Dea merasa hatinya hancur. “Jadi, Bapak ingin saya berkorban dengan menikahi seseorang yang tidak saya cintai? Ini semua hanya untuk keuntungan bisnis?”
“Tidak, ini bukan hanya untuk keuntungan bisnis. Ini tentang masa depan kita semua,” Bu Anis berusaha menjelaskan lebih lanjut. “Keluarga Herman memiliki reputasi yang baik, dan mereka akan membawa banyak keuntungan bagi perusahaan kita.”
“Dan bagaimana dengan perasaan saya? Apakah itu tidak penting?” Dea bertanya, menahan air mata yang mulai menggenang di matanya. “Saya tidak mau menjadi pengantin tanpa cinta. Saya ingin pernikahan yang tulus, bukan sekadar formalitas.”
“Kami tidak sedang memaksamu, Dea. Kami hanya ingin kamu mempertimbangkan semua aspek,” Pak Wijaya berkata, tetapi nada suaranya mulai melunak.
“Pertimbangan? Saya sudah mempertimbangkan semuanya, dan saya menolak!” Dea berkata tegas, merasa semakin marah. “Saya tidak ingin hidup dalam pernikahan yang tidak berarti!”
Bu Anis mencubit hatinya, merasakan kesedihan putrinya. “Dea, tolong... Kami hanya ingin yang terbaik untukmu. Kami mencintaimu dan ingin melihatmu bahagia.”
“Cinta? Bagaimana Bapak dan Ibu bisa mengatakan itu sementara kalian ingin menjodohkan saya dengan pria yang tidak saya kenal?” Dea merasa sakit hati. “Saya tidak akan menikah dengan Herman, dan itu adalah keputusan akhir saya!”

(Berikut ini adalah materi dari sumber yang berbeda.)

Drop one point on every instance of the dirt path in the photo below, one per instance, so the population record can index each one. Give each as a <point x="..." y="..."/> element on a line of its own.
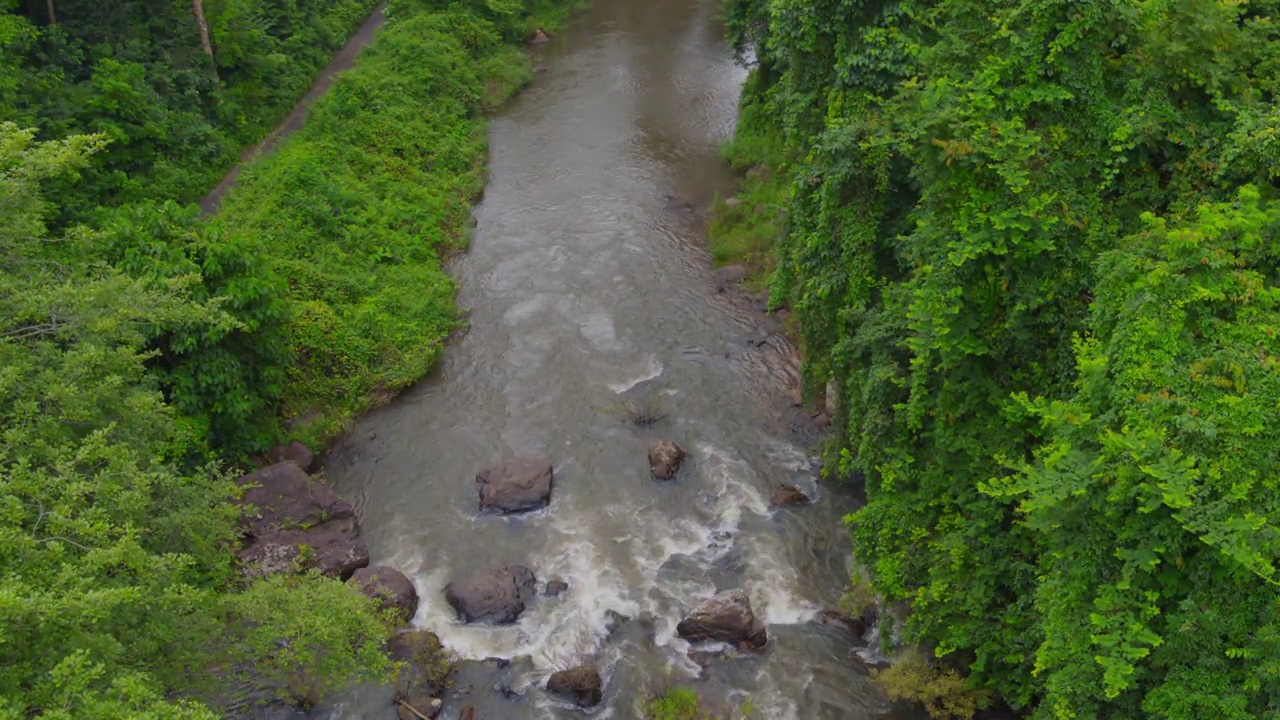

Mendengar keputusan tegas Dea, Pak Wijaya merasa frustrasi. “Dea, kamu tidak dapat membuat keputusan ini hanya berdasarkan emosi! Ini adalah langkah yang sangat penting bagi keluargamu! Kita semua terlibat dalam ini!”
“Saya tidak peduli! Saya akan kembali ke apartemen saya dan tidak akan ada yang bisa memaksa saya untuk melakukan sesuatu yang tidak saya inginkan!” Dea berdiri dengan penuh semangat, menatap kedua orangtuanya dengan mata penuh determinasi.
Bu Anis berusaha menahan Dea. “Dea, jangan pergi dengan cara seperti ini! Kita bisa membicarakannya lebih lanjut!”
“Tidak, Ibu. Saya sudah cukup berbicara. Saya tidak mau terjebak dalam diskusi yang tidak akan menghasilkan apa-apa,” Dea menjawab, dengan suara yang mulai pecah.
Dengan itu, Dea bergegas keluar dari rumah, meninggalkan kedua orangtuanya dalam kebingungan. Dia merasa hancur dan kecewa, tetapi juga merasa lega bisa mengungkapkan perasaannya. Dia berjalan menuju mobilnya dengan langkah yang cepat, air mata mulai mengalir di pipinya.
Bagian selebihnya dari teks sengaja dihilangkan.